Scripting Azure Synapse Analytics

Background

Development on Azure Synapse Analytics (formerly Azure SQL Data Warehouse) is progressing at a rapid pace. Recently, in April 2020, the new workspaces preview was released. This is an exciting update that exposes the world to the Synapse ecosystem. It is the first time I’ve been able to see that the name change to Synapse is much more than just re-branding. Azure Synapse Analytics now truly is an integrated data platform for BI, AI, and continuous intelligence.

This post aims to introduce you to the new concepts this preview of Azure Synapse Analytics exposes and demonstrate how easy it can be to spin up these services via the Azure Cloud Shell.

Azure Synapse Analytics Workspaces

If you are familiar with Azure Synapse or Azure SQL Data Warehouse there are some new terms and concepts you need to become familiar with.

  • Workspaces – think of these as analogous to the previous Data Warehouse Server (but there is much more)
  • SQL Pool – your provisioned (DWU / vCore) resource
  • SQL On-Demand – serverless resource with a pay per TB processed pricing model
  • Spark Pool – a definition of a Spark instance
  • Synapse Studio – Web environment that ties everything together. This is the beginning of a true SSMS replacement for interacting with your data warehouse

While you can certainly create an Azure Synapse Analytics workspace via the portal, why not save time by parameterizing and scripting out the solution?

Please remember that this offering is still in preview, the service is provided without a Service Level Agreement (SLA), and the code explained below is subject to change.

Scripting

This script will spin up an Azure Synapse Analytics Workspace & SQL Pool. It will run a set of scripts against the newly created data warehouse and then pause the data warehouse.

Prerequisites

Microsoft / Azure Tools Used

  • Azure CLI (Cloud Shell) – where we will edit files & run scripts
  • Azure Storage Account
  • Azure Data Lake gen2
  • Azure Synapse Analytics Workspaces
  • Azure Synapse SQL Pool

Azure Cloud Shell

Azure Cloud Shell is a great browser-based shell which allows you to interact with your Azure resources. We will be using it to run Azure Command-Line Interface (CLI) commands.
Log into the Azure Portal, select your subscription, and bring up Cloud Shell by clicking the icon to the right of the search bar.

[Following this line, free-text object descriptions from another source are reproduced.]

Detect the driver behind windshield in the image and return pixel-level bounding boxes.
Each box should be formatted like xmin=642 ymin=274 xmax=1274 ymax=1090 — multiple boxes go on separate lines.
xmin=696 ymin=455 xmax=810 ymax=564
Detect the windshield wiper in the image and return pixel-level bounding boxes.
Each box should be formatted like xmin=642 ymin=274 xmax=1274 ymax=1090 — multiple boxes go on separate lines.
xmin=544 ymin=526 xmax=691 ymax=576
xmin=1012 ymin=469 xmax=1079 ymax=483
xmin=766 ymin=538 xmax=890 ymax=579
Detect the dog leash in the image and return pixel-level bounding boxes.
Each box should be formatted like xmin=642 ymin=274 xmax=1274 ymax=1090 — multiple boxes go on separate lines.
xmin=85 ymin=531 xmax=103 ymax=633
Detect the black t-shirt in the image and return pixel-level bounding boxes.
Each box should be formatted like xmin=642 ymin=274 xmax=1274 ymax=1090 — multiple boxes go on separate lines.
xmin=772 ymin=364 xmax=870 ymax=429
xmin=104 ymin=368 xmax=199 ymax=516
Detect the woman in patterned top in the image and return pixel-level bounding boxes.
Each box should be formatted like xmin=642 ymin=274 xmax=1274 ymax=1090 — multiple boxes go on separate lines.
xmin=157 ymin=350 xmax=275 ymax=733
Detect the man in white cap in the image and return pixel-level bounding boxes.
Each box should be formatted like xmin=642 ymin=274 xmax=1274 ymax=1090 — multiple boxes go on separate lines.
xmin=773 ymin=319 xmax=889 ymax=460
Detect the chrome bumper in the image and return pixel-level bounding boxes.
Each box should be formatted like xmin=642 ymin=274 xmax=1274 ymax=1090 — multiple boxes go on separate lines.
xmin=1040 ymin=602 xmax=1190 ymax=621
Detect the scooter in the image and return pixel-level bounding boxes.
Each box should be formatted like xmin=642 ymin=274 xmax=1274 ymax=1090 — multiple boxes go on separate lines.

Image and Preview Themes on the toolbar

Alternatively you can go to https://shell.azure.com/ for a full-screen experience.

You now have your Cloud Shell instance. We will be working with it in bash mode but PowerShell is also available via the drop-down in the top left of the shell.

Create a directory for where you want to do save your scripts for this project. In this example I also create the main script and make it executable:

mkdir synapseScripting
cd synapseScripting
touch createSynapse.sh
chmod +x createSynapse.sh

Open the Editor

Azure Cloud Shell comes with a built-in editor based on Monaco Editor.  This is the same editor that powers VS Code.  The editor can be opened by typing

code . # Opens the editor where you can browse to any file
code ./createSynapse.sh # Opens directly to the file we created above

or by clicking the { } button.

The editor can be closed by pressing Ctrl-q

Define Script Variables

Begin the script by defining variables. These are the variables that will be used throughout the script. I have implemented a random 3 digit number to be appended to some of the values which require uniqueness. $ipaddress is set to the public IP of the Azure Cloud Shell instance and will be used to grant access through the firewall. The $createScripts variable holds SQL scripts that this script will automatically run on the newly created data warehouse. Modify these values as you wish.

#!/bin/bash
#### DEFINE VARIABLES ####
echo "DEFINING VARIABLES"
randomNumber=$((1 + RANDOM % 1000))
resourceGroupName="synapsePOC"
location="eastus2"
synapseStorageAccount="synapsestorageaccount$randomNumber" # synapseStorageAccount###
synapseFileSystem="synapsefilesystem$randomNumber" # synapseFileSystem### This is basically a container
synapseWorkspaceName="synapseworkspace$randomNumber"
synapseAdminName="sqladminuser"
synapseAdminPW="y0urg00dP@ssW0rd"
synapseSQLPoolName="sqlpool$randomNumber" # 15 char max
synapsePerformanceLevel="DW100c"
ipaddress=`curl -s checkip.dyndns.org | sed -e 's/.*Current IP Address: //' -e 's/<.*$//'`
createScripts="create_schemas.sql,create_myTable.sql"

Enable Synapse Extension

The synapse commands are not yet released by default in the az cli. We need to enable it by adding the extension. The commands are in preview and subject to change.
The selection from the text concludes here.